I’ve got some code that does fixed indexing into global memory, but

PTX doesn’t like it and won’t build the program. If I do the same

things with indexing into local memory, PTX likes it just fine. Here’s

some example code:

__kernel void test_kernel1( __global float *some_data, __global float cov_matrix[9] )

{

	   // does not compile

	   cov_matrix[0] = 0.0f;

	   cov_matrix[1] = 0.0f;

	   cov_matrix[2] = 0.0f;

	   cov_matrix[3] = 0.0f;

	   cov_matrix[4] = 0.0f;

	   cov_matrix[5] = 0.0f;

	   cov_matrix[6] = 0.0f;

	   cov_matrix[7] = 0.0f;

	   cov_matrix[8] = 0.0f; // <- compile error here

}

This yields the following message:

But if I try to build this:

__kernel void test_kernel2( __global float *some_data )

{

	   __local float cov_matrix[9];

	   // compiles

	   cov_matrix[0] = 0.0f;

	   cov_matrix[1] = 0.0f;

	   cov_matrix[2] = 0.0f;

	   cov_matrix[3] = 0.0f;

	   cov_matrix[4] = 0.0f;

	   cov_matrix[5] = 0.0f;

	   cov_matrix[6] = 0.0f;

	   cov_matrix[7] = 0.0f;

	   cov_matrix[8] = 0.0f;

}

it compiles without any problems.

For the life of me, I can’t figure out what’s causing this. I’m using

the 190.29 driver on 32-bit 9.10 Ubuntu. Any ideas? BTW, I had tried

to upgrade to the 195.36.15 driver, but it was a disaster on my machine,

so I uninstalled the new driver and reinstalled the old one. There

might be some residual 195.36.15 badness floating around.

Thanks in advance!

Get rid of that [9] & make it a pointer like some_data. This implies that the kernel is allocating global memory. It is not allowed. Access it like cov_matrix[3].

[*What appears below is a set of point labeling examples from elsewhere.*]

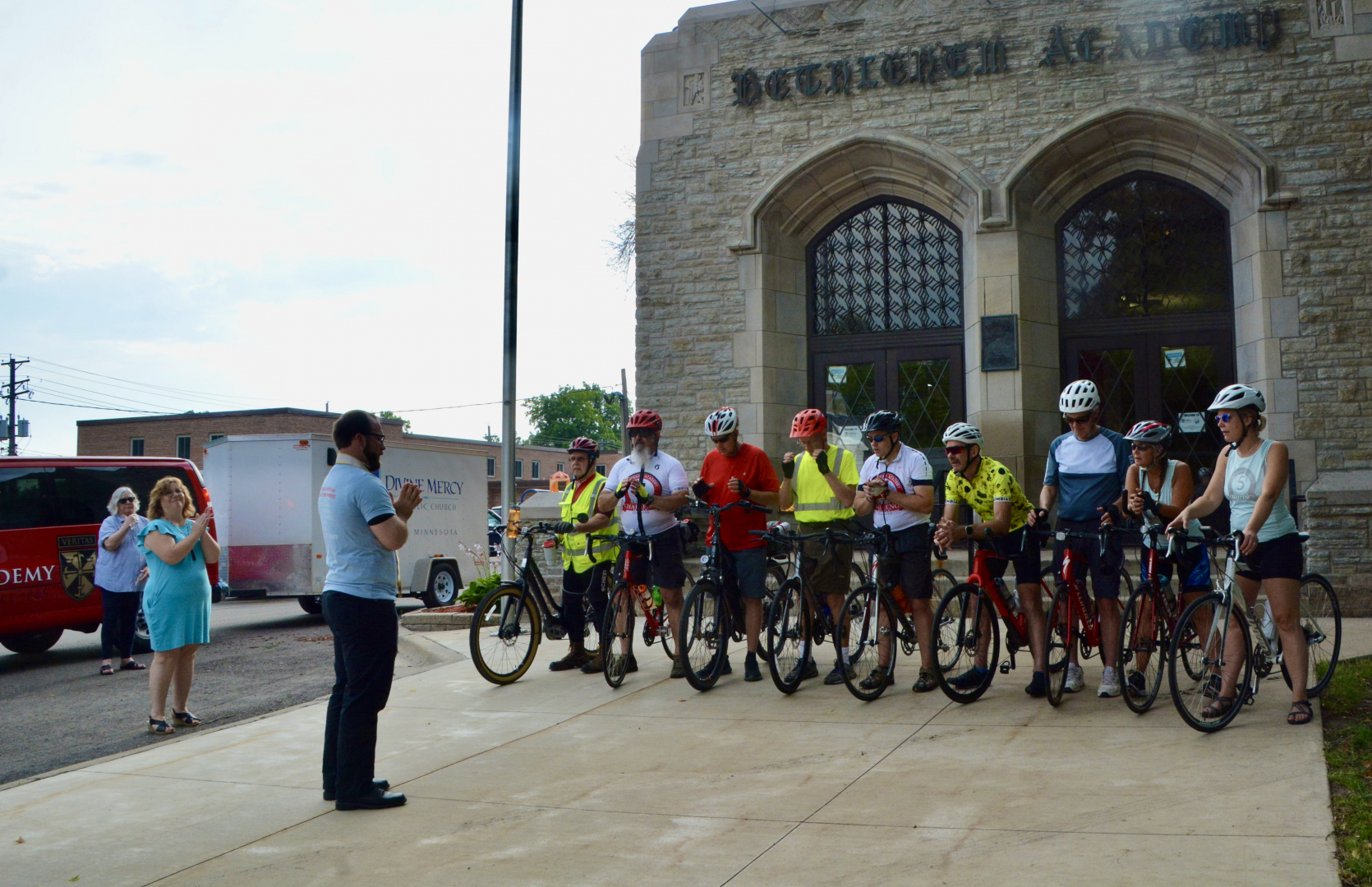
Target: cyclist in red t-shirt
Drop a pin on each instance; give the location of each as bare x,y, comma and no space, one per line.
735,471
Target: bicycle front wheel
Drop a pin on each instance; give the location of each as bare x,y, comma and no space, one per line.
868,623
788,638
1062,635
618,645
1323,627
702,641
965,622
1224,646
505,632
1143,650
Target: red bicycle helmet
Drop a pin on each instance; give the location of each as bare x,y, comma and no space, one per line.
645,418
808,422
585,444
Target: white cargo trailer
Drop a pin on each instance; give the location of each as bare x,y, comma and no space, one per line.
265,491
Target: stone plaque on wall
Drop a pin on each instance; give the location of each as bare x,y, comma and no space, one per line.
1331,18
999,343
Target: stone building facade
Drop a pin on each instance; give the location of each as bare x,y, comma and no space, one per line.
847,203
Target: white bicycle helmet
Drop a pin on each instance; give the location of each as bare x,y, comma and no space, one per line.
1149,430
721,422
1080,397
962,434
1236,397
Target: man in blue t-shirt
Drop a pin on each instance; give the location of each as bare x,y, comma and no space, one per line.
364,526
1085,479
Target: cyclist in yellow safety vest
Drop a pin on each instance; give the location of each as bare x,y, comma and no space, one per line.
822,483
586,555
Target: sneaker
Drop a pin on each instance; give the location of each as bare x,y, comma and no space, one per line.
970,679
807,671
1109,683
837,675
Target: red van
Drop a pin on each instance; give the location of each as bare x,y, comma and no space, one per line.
49,513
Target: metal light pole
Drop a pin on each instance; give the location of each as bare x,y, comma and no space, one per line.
508,493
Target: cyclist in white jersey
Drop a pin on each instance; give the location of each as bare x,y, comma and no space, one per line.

cov_matrix is a kernel argument. You have to:

  • create a mem object using clCreateBuffer(), this is where your 9 is specified (actually 36 in bytes)

  • possibly copy initial values from the host to it using clEnqueueWriteBuffer ()

  • assign the mem object as a parameter to the kernel, at least once using clSetKernelArg()

  • execute the kernel as many times as needed

  • possibly copy values to the host to it using clEnqueueReadBuffer ()

D’oh! Thanks for pointing this out – I hadn’t realized this.